Figure 6.

miR-151-3p negatively regulates LPS-induced IL-6 production in primary macrophages by targeting Stat3. (a) Primary macrophages were transfected with Stat3 siRNA or a scrambled negative control. Quantification of IL-6 and Tnf-α in cell culture supernatant were determined using ELISA after stimulation with LPS (100 ng/ml) for the indicated time. (b) Primary macrophages were transfected with mimics or inhibitors of miR-151-3p, then stimulated with LPS (100 ng/ml) for the indicated time points. p-Stat3 and Stat3 levels were analyzed by immunoblotting. (c and d) Primary macrophages were transfected with miR-151-3p mimics or inhibitors. After 36 h, the cells were stimulated with or without LPS (100 ng/ml). IL-6 was measured at the indicated time points using RT-qPCR (c) and ELISA assay (d). (e and f) Representative immunoblot analysis of phosphorylated Erk, total Erk, phosphorylated p65, total p65, phosphorylated IKKβ, total IKKβ, phosphorylated IkBα, total IkBα and GAPDH from primary macrophages transfected with miR-151-3p mimics (e) or inhibitors (f) and then stimulated with 100 ng/ml LPS for the indicated time points. (g and h) Primary macrophages were transfected with negative control, miR-151-3p mimics, negative control plus the Stat3-myc overexpression plasmid as indicated.

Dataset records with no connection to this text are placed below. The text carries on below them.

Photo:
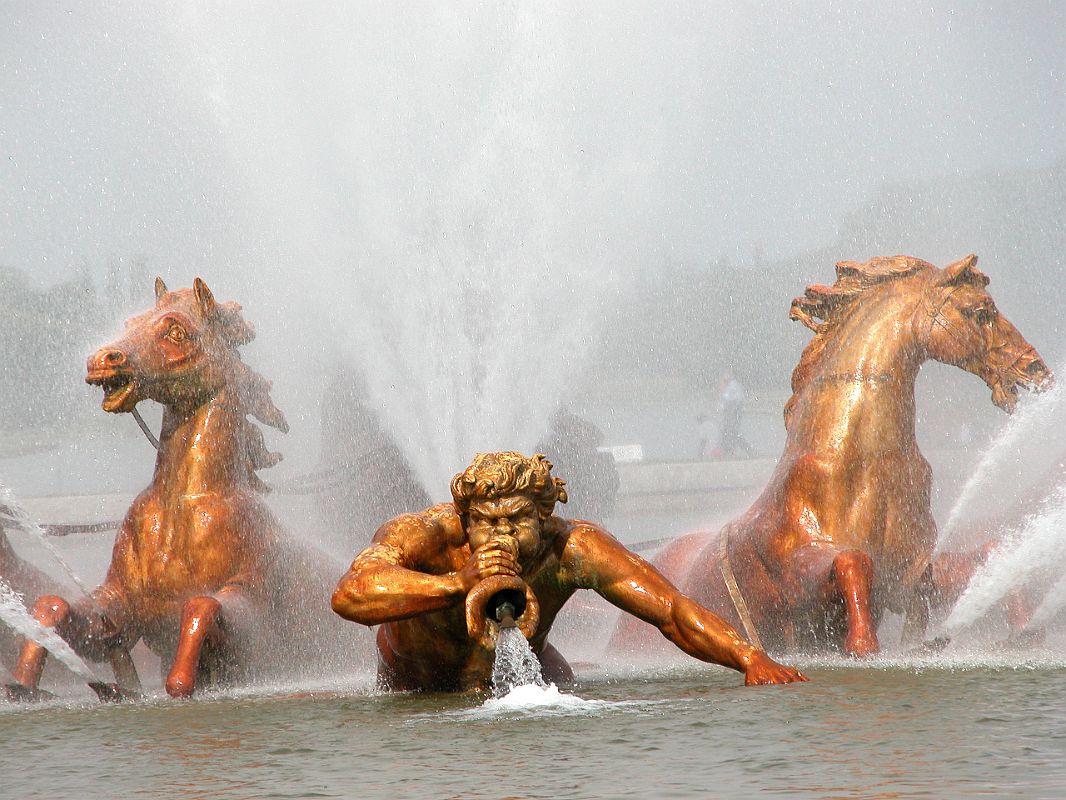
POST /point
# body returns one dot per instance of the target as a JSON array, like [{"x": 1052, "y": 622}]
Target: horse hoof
[
  {"x": 112, "y": 692},
  {"x": 180, "y": 689}
]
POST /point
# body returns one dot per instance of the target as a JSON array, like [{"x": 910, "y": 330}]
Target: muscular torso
[
  {"x": 194, "y": 544},
  {"x": 434, "y": 650}
]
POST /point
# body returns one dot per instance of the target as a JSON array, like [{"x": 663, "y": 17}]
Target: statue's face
[{"x": 514, "y": 515}]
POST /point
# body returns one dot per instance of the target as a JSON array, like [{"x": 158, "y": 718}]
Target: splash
[
  {"x": 14, "y": 613},
  {"x": 516, "y": 665},
  {"x": 1031, "y": 558},
  {"x": 18, "y": 515}
]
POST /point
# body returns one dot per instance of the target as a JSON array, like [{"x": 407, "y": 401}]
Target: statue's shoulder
[{"x": 572, "y": 532}]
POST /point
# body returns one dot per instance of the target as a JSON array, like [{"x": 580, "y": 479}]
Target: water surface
[{"x": 853, "y": 732}]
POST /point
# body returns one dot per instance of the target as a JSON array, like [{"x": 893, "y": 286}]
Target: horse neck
[
  {"x": 199, "y": 449},
  {"x": 863, "y": 387}
]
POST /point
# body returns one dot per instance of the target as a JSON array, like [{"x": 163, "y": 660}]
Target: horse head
[
  {"x": 179, "y": 353},
  {"x": 966, "y": 330}
]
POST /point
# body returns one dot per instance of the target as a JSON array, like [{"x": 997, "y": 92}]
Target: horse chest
[{"x": 171, "y": 555}]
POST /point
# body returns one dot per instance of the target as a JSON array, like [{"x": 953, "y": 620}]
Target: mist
[{"x": 487, "y": 210}]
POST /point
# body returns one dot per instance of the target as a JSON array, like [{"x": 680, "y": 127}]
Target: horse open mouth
[
  {"x": 119, "y": 390},
  {"x": 1029, "y": 373}
]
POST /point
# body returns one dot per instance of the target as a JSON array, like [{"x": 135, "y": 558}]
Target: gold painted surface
[
  {"x": 414, "y": 580},
  {"x": 843, "y": 531},
  {"x": 193, "y": 563}
]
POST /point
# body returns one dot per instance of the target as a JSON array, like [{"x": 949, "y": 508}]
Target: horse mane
[
  {"x": 248, "y": 392},
  {"x": 822, "y": 308}
]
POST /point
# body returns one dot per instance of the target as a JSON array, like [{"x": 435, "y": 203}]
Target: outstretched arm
[
  {"x": 385, "y": 582},
  {"x": 596, "y": 560}
]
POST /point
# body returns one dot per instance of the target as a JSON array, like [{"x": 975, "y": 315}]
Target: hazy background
[{"x": 491, "y": 208}]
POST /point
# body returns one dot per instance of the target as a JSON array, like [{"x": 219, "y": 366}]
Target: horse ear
[
  {"x": 205, "y": 298},
  {"x": 964, "y": 271}
]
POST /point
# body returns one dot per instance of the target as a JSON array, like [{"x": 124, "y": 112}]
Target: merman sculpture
[
  {"x": 195, "y": 570},
  {"x": 843, "y": 531},
  {"x": 439, "y": 584}
]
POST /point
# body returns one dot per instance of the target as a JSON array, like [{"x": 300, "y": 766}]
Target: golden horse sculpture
[
  {"x": 843, "y": 531},
  {"x": 20, "y": 577},
  {"x": 194, "y": 570}
]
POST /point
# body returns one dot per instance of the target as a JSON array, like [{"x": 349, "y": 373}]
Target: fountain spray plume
[
  {"x": 14, "y": 614},
  {"x": 18, "y": 515}
]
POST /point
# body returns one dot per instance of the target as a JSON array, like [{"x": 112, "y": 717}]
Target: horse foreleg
[
  {"x": 52, "y": 612},
  {"x": 853, "y": 578},
  {"x": 126, "y": 676},
  {"x": 199, "y": 621}
]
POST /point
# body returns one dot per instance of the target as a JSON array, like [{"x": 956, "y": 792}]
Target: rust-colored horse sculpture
[
  {"x": 194, "y": 566},
  {"x": 843, "y": 531}
]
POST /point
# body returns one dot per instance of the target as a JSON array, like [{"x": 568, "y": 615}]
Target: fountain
[{"x": 443, "y": 584}]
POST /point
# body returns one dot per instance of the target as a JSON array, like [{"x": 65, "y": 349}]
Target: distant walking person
[{"x": 728, "y": 441}]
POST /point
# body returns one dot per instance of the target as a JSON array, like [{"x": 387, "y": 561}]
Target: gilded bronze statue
[
  {"x": 429, "y": 580},
  {"x": 194, "y": 570},
  {"x": 843, "y": 531}
]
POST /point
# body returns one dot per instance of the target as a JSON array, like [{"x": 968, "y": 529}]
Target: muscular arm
[
  {"x": 382, "y": 585},
  {"x": 596, "y": 560},
  {"x": 404, "y": 572}
]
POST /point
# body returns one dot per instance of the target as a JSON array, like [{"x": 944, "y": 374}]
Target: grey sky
[
  {"x": 704, "y": 128},
  {"x": 359, "y": 175}
]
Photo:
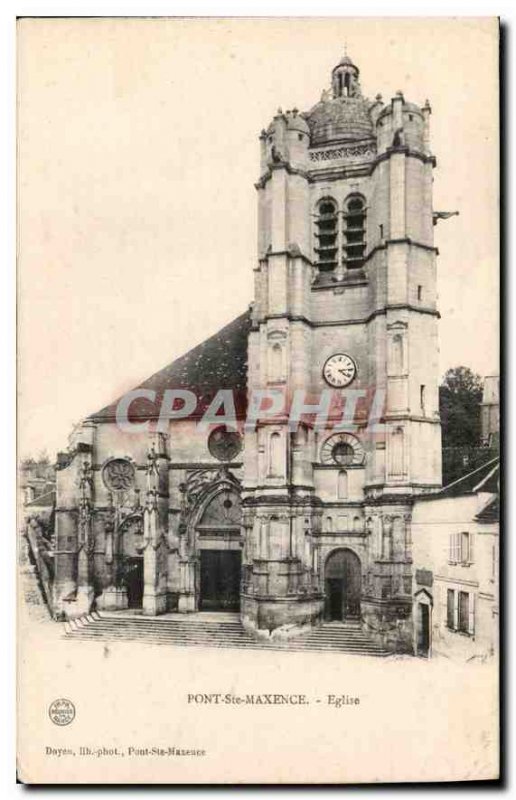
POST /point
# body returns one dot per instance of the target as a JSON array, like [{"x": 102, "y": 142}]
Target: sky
[{"x": 137, "y": 156}]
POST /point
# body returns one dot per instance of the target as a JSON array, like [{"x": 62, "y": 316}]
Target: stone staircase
[
  {"x": 216, "y": 630},
  {"x": 29, "y": 585}
]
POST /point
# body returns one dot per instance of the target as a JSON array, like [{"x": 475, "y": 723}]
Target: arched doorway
[
  {"x": 343, "y": 585},
  {"x": 131, "y": 561},
  {"x": 218, "y": 537}
]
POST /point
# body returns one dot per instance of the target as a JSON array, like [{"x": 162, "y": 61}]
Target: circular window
[
  {"x": 118, "y": 474},
  {"x": 343, "y": 449},
  {"x": 223, "y": 444},
  {"x": 343, "y": 453}
]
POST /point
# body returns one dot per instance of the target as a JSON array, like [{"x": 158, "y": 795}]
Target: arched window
[
  {"x": 397, "y": 354},
  {"x": 276, "y": 363},
  {"x": 354, "y": 233},
  {"x": 275, "y": 456},
  {"x": 342, "y": 485},
  {"x": 397, "y": 452},
  {"x": 326, "y": 234}
]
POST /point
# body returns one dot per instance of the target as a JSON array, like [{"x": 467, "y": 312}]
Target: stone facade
[
  {"x": 456, "y": 567},
  {"x": 314, "y": 522}
]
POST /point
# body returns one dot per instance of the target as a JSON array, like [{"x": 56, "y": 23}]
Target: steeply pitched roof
[
  {"x": 46, "y": 500},
  {"x": 490, "y": 512},
  {"x": 220, "y": 362},
  {"x": 483, "y": 479}
]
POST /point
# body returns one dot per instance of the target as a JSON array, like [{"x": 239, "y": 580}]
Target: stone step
[
  {"x": 185, "y": 632},
  {"x": 292, "y": 646}
]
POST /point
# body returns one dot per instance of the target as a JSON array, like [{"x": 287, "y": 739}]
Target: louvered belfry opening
[
  {"x": 326, "y": 235},
  {"x": 354, "y": 233}
]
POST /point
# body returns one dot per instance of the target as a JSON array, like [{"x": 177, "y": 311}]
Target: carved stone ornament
[{"x": 119, "y": 475}]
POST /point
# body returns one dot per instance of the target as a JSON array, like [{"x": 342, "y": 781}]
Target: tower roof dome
[
  {"x": 346, "y": 61},
  {"x": 342, "y": 114},
  {"x": 340, "y": 119}
]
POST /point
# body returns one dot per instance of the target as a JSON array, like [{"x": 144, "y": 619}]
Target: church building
[{"x": 289, "y": 525}]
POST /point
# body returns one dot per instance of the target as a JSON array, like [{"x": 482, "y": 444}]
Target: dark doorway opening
[
  {"x": 220, "y": 580},
  {"x": 343, "y": 583},
  {"x": 133, "y": 581},
  {"x": 423, "y": 629}
]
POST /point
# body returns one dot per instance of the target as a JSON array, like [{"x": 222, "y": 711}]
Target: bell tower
[{"x": 344, "y": 345}]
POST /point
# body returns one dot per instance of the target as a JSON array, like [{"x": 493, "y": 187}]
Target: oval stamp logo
[{"x": 62, "y": 711}]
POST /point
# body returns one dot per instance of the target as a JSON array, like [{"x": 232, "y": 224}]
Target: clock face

After 48 h, the cells were stimulated with LPS (100 ng/ml) for the indicated time points. The levels of Stat3 and p-Stat3 were analyzed by immunoblotting (g), and the levels of IL-6 mRNA were measured using RT-qPCR (h). The data are shown as the means±s.d. (n=3) of one representative experiment. Similar results were obtained in at least three independent experiments. NC, scrambled negative control oligonucleotides. *P<0.05; **P<0.01; ***P<0.001, unpaired Student's t-test.